Ведь не зря Достоевский выбран русским средним классом на роль «пророка» прежде всего как автор памфлета «Бесы», в котором он раздувал до космических масштабов проблему революционного заговорщичества, без которой ему не обосновать бы своих радикально-консервативных идей. Без Шигалёва не нужен был бы Шатов.

Собственно, реальная революция средний класс страшит. Желание его в том, чтобы и высшие классы не почивали на лаврах. Эта схема напоминает отношение офицеров к военной угрозе. «Военные редко приветствуют войну. Они всегда говорят, что угроза войны требует наращивания вооружений, но крайне редко утверждают, что рост вооружения делает войну возможной или желаемой. Они всегда приветствуют приготовления к войне, но никогда не скажут, что они к ней готовы», –        заметил С. Хантингтон (Huntington S. P. The soldier and the state: the theory and politics civil-military relations. Cambridge, 1981., цит. по Э. Гидденс, Социология). Средний класс питается неуверенностью высших классов и сам пропитан страхом. От страха он может проявлять истерическую агрессивность, которую склонен считать смелостью, он иногда позволяет себе даже «революционность» (как японский служащий – еженедельную расслабляющую пьянку). Он самая благодатная среда для развития фашизма как в XX, так и в XXI столетии. «Средний класс был в панике, он был преисполнен стремлением подчиниться обнадеживающей силе и в то же время встать над кем-то бессильным и бесправным. Эти чувства были использованы другим классом для установления режима, который должен был действовать в его собственных интересах <…> «Революция» Гитлера – как и «революция» Муссолини – происходила под защитой реально существовавшей власти, а их излюбленными противниками были те, кто не мог за себя постоять» (Э. Фромм. Психология нацизма. – Курсив наш).

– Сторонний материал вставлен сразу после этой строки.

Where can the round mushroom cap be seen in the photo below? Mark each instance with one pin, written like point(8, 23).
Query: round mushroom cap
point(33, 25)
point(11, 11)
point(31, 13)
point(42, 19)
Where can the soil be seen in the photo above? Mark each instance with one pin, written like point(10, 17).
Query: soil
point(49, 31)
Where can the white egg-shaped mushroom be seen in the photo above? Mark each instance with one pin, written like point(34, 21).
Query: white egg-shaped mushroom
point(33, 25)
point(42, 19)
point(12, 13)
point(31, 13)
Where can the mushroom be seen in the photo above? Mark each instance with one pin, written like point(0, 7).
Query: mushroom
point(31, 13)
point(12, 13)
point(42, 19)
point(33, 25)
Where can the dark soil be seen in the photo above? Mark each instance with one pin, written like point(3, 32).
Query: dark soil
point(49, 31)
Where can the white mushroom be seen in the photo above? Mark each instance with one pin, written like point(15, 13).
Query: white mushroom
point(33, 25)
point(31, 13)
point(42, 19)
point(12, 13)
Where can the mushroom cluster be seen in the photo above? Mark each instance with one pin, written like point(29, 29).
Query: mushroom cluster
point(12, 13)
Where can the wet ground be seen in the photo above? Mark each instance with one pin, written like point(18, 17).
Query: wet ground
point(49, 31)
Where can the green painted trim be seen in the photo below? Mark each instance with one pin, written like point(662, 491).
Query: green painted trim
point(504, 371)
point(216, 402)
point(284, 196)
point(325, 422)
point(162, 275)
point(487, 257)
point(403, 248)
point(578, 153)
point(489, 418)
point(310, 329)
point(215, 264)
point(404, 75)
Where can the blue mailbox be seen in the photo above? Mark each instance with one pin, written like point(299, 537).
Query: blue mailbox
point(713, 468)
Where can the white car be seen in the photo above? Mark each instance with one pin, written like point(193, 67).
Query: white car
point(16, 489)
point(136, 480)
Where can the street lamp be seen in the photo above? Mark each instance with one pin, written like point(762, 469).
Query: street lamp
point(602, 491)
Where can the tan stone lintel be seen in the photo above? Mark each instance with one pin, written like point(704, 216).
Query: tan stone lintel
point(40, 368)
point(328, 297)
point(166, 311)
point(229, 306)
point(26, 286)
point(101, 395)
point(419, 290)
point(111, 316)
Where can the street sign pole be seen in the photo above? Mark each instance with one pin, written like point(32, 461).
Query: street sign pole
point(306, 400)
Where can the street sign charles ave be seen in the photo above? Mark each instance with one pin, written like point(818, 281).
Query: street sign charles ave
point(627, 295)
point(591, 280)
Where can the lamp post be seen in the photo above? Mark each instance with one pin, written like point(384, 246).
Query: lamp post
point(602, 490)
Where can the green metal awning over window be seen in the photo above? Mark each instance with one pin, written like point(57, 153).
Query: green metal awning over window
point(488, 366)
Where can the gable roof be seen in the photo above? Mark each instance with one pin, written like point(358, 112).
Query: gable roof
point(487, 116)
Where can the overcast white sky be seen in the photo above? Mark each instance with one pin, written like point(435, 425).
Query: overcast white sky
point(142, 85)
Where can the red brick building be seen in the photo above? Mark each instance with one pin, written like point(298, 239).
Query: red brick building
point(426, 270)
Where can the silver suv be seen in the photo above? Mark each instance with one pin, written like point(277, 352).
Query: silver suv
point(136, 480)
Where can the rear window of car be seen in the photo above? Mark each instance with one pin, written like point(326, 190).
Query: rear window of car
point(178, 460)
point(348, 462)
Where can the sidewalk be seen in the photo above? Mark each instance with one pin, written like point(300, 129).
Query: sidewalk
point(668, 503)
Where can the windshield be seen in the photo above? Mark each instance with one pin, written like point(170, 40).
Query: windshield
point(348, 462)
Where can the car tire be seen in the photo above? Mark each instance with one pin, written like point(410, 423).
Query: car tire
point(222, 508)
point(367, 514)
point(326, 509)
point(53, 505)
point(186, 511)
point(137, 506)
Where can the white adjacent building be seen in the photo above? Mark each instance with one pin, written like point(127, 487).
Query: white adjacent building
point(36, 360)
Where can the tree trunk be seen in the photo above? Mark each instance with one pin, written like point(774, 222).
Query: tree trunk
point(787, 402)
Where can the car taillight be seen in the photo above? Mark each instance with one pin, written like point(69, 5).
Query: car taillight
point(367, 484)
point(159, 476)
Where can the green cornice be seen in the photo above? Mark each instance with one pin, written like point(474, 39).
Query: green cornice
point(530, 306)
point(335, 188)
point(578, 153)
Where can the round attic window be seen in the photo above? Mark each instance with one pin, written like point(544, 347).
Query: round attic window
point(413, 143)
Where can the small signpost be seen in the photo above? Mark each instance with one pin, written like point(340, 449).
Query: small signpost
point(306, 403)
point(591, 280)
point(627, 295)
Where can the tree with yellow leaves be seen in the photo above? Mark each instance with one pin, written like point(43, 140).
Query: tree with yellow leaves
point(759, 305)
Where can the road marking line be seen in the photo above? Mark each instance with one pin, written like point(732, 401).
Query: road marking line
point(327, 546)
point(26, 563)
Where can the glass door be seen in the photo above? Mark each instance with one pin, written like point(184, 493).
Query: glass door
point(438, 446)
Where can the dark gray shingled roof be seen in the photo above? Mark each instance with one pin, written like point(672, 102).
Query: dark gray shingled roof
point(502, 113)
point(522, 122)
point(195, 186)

Средствами как художественного, так и публицистического слова это неспокойное, провокаторское существо среднеклассового человека изъяснил всё тот же Достоевский. Сам он – отнюдь не парит над схваткой. Если бы все его творческие разыскания свелись к показу двоящихся умов и раздираемых противоречиями душ – не взяли бы его в апостолы «религиозного возрождения». Сколько угодно можно говорить о новаторстве в создании «полифонического романа» (М. Бахтин), о формальных, структурных находках писателя – любили его не за структуру. Неспециалист едва ли сможет оценить красоту устройства произведений Достоевского (как не-энтомолог едва ли найдёт что-нибудь восхитительное в строении кишечника скарабея). Художественная форма его текстов – взъерошенная, сюжет – лихорадочный и хаотичный. Красот природы не наблюдается, человеческие внешности едва очерчены и то одним коротким махом, все события врываются в читательское сознание с середины – без обстоятельной предыстории и отчётливо различимой причинности. Отчасти это объясняется тем, что автор этих текстов не помещик, для души занимающийся литературой, а городской профессионал-ремесленник, у которого нет времени на продумывание и обработку всех деталей. Он – интеллигент, отчасти уже подчиненный капитализмом, включённый в беготню товарного производства. Переверзев в свою очередь полагает, что специфика формы и сюжета прозы Достоевского вполне гармонирует с изображаемыми им типажами в их тусклой и угнетающей городской среде. Итак, не за «красивость» любили читатели эту неудобочитаемую прозу.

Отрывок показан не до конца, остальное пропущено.